Bollettino ADAPT 3 giugno 2019, n. 21
Il governatore della Banca d’Italia, nelle sue Considerazioni Conclusive, ha opportunamente sottolineato come il declino demografico rappresenti causa fondamentale della bassa crescita italiana proponendo ai decisori pubblici di alzare il tasso di partecipazione al mercato del lavoro, soprattutto per giovani e donne, e i livelli di produttività. Negli stessi giorni Altagamma, l’associazione che riunisce le imprese più rappresentative del Made in Italy, ha calcolato una significativa dimensione delle carenze professionali nei prossimi anni. Sia la partecipazione al mercato del lavoro, sia la produttività e competitività delle nostre imprese sono influenzate dai livelli di formazione (integrale) delle persone.
Ma qui si ripropone la debolezza del nostro sistema educativo e formativo nel momento in cui il salto tecnologico consuma molta parte dei tradizionali mestieri ripetitivi e sollecita competenze ibride per accompagnare la trasformazione digitale delle imprese, elevarne la produttività, generare occupabilità. Più che una riforma legislativa dell’istruzione servirebbe un radicale cambio di passo attraverso una profonda rivisitazione dei contenuti e dei metodi pedagogici. Tra questi ultimi si evidenzia, in particolare, la necessità di integrare apprendimento teorico e pratico attraverso il valore educativo del lavoro e la capacità formativa delle imprese. E qui torniamo all’importanza dei patti territoriali tripartiti per costruire ecosistemi formativi locali attraverso progetti di collaborazione tra imprese, scuole, università, servizi pubblici e privati per l’impiego, enti bilaterali. Così come lo sviluppo delle professionalità richiede una diffusa contrattazione aziendale e interaziendale tanto per declinarlo in percorsi efficaci di apprendimento quanto per incentivarlo attraverso la rivisitazione delle qualifiche e degli inquadramenti nonché il riconoscimento di incrementi retributivi collegati alle maggiori competenze acquisite.

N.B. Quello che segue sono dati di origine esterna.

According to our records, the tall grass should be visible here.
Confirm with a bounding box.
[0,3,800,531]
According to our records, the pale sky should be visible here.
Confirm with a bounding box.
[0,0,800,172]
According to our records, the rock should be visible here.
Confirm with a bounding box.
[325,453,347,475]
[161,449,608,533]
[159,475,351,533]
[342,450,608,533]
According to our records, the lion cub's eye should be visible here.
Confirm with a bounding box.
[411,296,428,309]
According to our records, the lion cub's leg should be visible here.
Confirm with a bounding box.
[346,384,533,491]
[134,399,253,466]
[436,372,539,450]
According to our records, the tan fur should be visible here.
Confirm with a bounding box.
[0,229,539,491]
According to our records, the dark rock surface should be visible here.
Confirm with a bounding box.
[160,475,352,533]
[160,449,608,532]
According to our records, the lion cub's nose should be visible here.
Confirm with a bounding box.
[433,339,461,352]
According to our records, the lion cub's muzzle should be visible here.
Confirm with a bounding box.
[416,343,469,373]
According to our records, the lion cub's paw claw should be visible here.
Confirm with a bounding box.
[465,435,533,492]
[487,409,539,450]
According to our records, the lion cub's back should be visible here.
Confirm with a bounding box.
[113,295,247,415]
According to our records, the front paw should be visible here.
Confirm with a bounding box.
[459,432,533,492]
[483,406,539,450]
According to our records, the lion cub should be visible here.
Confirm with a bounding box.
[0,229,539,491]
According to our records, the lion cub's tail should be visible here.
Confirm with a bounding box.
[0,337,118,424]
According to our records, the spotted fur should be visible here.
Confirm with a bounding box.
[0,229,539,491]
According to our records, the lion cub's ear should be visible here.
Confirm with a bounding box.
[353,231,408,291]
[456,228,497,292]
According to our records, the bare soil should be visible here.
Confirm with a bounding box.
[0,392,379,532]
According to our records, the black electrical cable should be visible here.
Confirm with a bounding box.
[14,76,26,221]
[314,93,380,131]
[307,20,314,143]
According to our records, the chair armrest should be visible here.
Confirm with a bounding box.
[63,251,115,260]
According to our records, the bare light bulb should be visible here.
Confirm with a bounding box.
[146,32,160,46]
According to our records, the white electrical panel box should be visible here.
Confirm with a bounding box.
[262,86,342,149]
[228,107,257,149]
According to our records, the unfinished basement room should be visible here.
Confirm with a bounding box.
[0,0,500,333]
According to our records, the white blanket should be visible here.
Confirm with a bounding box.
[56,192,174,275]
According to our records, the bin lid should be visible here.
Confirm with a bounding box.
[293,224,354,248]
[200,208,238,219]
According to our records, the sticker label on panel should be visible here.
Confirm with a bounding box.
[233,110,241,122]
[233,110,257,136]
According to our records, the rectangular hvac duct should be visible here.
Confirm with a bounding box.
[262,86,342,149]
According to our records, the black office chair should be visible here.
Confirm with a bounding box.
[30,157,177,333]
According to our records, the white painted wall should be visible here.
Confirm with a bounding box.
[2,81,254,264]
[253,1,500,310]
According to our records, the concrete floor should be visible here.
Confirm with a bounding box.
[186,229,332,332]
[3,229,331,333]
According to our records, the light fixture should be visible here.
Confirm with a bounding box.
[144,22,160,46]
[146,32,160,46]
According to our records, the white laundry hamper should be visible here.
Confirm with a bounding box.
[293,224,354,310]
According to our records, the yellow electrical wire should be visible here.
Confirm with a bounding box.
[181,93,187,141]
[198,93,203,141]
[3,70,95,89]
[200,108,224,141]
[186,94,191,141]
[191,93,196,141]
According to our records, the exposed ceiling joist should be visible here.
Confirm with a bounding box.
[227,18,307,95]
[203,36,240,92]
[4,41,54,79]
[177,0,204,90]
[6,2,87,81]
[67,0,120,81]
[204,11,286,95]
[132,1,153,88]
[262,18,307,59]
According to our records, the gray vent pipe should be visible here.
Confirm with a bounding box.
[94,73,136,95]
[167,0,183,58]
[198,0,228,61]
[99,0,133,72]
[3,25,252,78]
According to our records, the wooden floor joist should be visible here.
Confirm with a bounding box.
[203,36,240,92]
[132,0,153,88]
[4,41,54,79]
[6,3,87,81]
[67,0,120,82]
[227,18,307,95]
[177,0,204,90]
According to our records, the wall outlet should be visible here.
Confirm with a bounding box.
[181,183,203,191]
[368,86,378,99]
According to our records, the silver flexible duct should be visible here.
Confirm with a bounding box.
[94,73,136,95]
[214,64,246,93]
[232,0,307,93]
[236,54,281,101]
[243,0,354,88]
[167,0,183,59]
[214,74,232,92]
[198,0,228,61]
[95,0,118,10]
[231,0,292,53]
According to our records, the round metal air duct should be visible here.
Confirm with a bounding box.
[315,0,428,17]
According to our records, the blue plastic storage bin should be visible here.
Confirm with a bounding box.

Sono tutte considerazioni che evidenziano i limiti del contratto nazionale che dovrebbe avere solo i residui contenuti per i quali i lavoratori e le imprese sono uguali: i principi generali (e generici), il salario minimo, le prestazioni sociali complementari, un eventuale clausola di salvaguardia per le imprese che non hanno provveduto ad incrementi retributivi. Per tutto il resto dovrebbero provvedere gli accordi di prossimità anche attraverso l’accompagnamento delle piccole imprese a contratti di filiera, di distretto o di territorio con organizzazioni sindacali non necessariamente presenti in ciascuna di esse. Un incoraggiamento allo spostamento del baricentro contrattuale potrebbe venire dalla ipotesi di una flat tax “secca” al 5% su tutti gli incrementi retributivi decisi in azienda o nel territorio.
Il differenziale con la tassazione piena degli aumenti su base nazionale potrebbe accelerare gli scambi virtuosi tra salari, competenze, produttività.